July 28, 2015 in Medical Technology

If you’ve been looking for any set of official guidelines for mobile device security or best practices on keeping medical data safe, there’s finally some serious movement on that front – a standards handbook with reams of valuable insight on the topic.

The National Institute of Standards and Technology, the federal agency charged with developing tech standards, has unveiled its long-awaited mobile security guide, specifically written for safeguarding medical data.

The handbook – see below – currently in draft form is awaiting public comment. It offers healthcare organizations insight on how to bolster mHealth cybersecurity via open-source or commercial tools.

Securing Electronic Records on Mobile Devices, NIST officials point out, provides health IT professionals with “detailed architecture so that they can copy or recreate with different but similar technologies, the security characteristics of the guide.” The guide also outlines NIST standards, best practices and other regulations to adhere to, such as HIPAA.

Among the myriad reasons for compiling such a guide, NIST officials point to a 2012 HHS roundtable on mobile devices, where participants underscored that “many healthcare providers are using mobile devices in healthcare delivery before they have appropriate privacy and security protections in place.”

In fact, 90 percent of healthcare providers are currently utilizing mobile devices within their organizations.

“We know from working with them that healthcare organizations want to protect their clients’ personal information and themselves from the high costs associated with breaches,” said Donna Dodson, director of NIST’s National Cybersecurity Center of Excellence, in a statement. “This guide can be an important tool among the many they use to reduce risk.”

Included in the 82-page how-to guide, there’s Bind DNS and DNSE installation and hardening tips step-by-step instructions and requirements, etc.
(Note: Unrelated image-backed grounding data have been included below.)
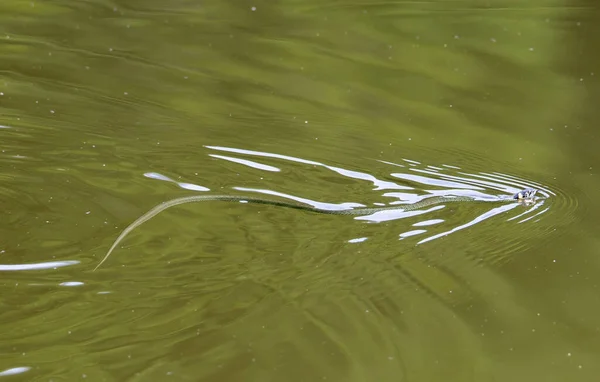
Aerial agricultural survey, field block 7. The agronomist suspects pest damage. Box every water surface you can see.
[0,0,600,382]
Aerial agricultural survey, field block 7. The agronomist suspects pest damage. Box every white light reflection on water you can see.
[144,172,210,191]
[195,146,554,244]
[208,154,281,172]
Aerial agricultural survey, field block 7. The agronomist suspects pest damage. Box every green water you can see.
[0,0,600,382]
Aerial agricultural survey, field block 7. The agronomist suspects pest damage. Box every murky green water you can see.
[0,0,600,382]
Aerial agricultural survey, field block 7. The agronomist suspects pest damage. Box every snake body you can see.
[94,188,537,271]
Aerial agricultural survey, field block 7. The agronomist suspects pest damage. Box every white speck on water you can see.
[0,368,31,377]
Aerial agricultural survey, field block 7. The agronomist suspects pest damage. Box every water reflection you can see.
[192,146,555,244]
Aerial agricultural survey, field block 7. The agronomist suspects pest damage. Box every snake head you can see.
[513,188,537,200]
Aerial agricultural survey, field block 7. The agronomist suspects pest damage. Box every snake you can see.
[94,188,537,271]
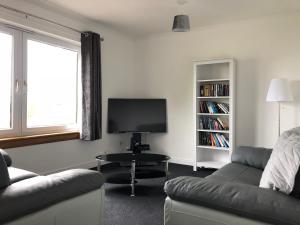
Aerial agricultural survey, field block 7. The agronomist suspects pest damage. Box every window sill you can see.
[0,132,80,149]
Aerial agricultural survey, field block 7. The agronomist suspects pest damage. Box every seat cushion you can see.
[8,167,38,183]
[207,163,263,186]
[259,127,300,194]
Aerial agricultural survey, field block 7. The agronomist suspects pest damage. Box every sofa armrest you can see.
[0,148,12,166]
[0,169,104,224]
[165,177,300,225]
[231,146,272,170]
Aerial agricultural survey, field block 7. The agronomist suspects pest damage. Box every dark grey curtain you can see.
[81,32,102,141]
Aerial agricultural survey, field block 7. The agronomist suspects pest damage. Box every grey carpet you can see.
[105,164,214,225]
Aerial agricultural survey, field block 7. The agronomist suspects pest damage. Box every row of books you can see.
[200,84,229,97]
[199,132,229,148]
[199,117,229,130]
[199,101,229,113]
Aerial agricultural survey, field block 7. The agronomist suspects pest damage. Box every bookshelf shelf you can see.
[193,59,236,171]
[197,129,230,134]
[197,161,227,169]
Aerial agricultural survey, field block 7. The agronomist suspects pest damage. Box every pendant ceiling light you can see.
[172,0,190,32]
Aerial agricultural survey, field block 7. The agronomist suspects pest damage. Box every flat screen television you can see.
[108,98,167,133]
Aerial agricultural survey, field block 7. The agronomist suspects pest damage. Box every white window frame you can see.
[0,26,81,138]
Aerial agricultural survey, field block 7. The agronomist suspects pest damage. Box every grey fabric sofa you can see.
[0,150,104,225]
[164,147,300,225]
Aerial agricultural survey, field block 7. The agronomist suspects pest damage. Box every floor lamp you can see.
[266,78,293,136]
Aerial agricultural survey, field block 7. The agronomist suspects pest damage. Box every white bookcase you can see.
[193,59,235,171]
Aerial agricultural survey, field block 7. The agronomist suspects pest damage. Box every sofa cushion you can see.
[8,167,39,183]
[165,177,300,225]
[0,149,12,166]
[0,169,104,224]
[207,163,263,186]
[231,146,272,170]
[0,153,10,189]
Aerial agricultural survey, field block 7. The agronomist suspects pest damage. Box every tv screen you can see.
[108,98,167,133]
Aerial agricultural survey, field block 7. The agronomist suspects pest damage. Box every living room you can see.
[0,0,300,225]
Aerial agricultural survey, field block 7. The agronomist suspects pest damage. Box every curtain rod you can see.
[0,4,104,41]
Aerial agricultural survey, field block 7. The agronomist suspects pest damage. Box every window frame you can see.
[0,25,81,138]
[0,26,22,137]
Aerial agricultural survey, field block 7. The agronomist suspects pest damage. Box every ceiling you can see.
[33,0,300,36]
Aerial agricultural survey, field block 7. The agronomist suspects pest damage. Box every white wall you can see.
[134,15,300,163]
[0,0,134,173]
There’s Access Point advice, IPTables firewall how-tos. The guide also details back system best practices, configuration management specifications – including Puppet, production Web server, etc. It underlines intrusion detection systems, certification authority, host and mobile devices security, MDM enrollment and has an entire section on governance, risk and compliance.

NIST officials describe the new guidelines as including a “virtual environment that simulates interaction among mobile devices and an electronic health record system supported by the IT infrastructure of a medical organization.”

In addition to the how-to handbook, the new NIST guidelines include a 16-page manual on relevant mobile device standards and controls mapping, specifically written for the healthcare industry. For each related technology, for instance, say key management, there’s a corresponding table of applicable standards and links to the standards.

The final piece of the guidelines delineates risk assessment and outcomes, based on the business workflow of a typical EHR user.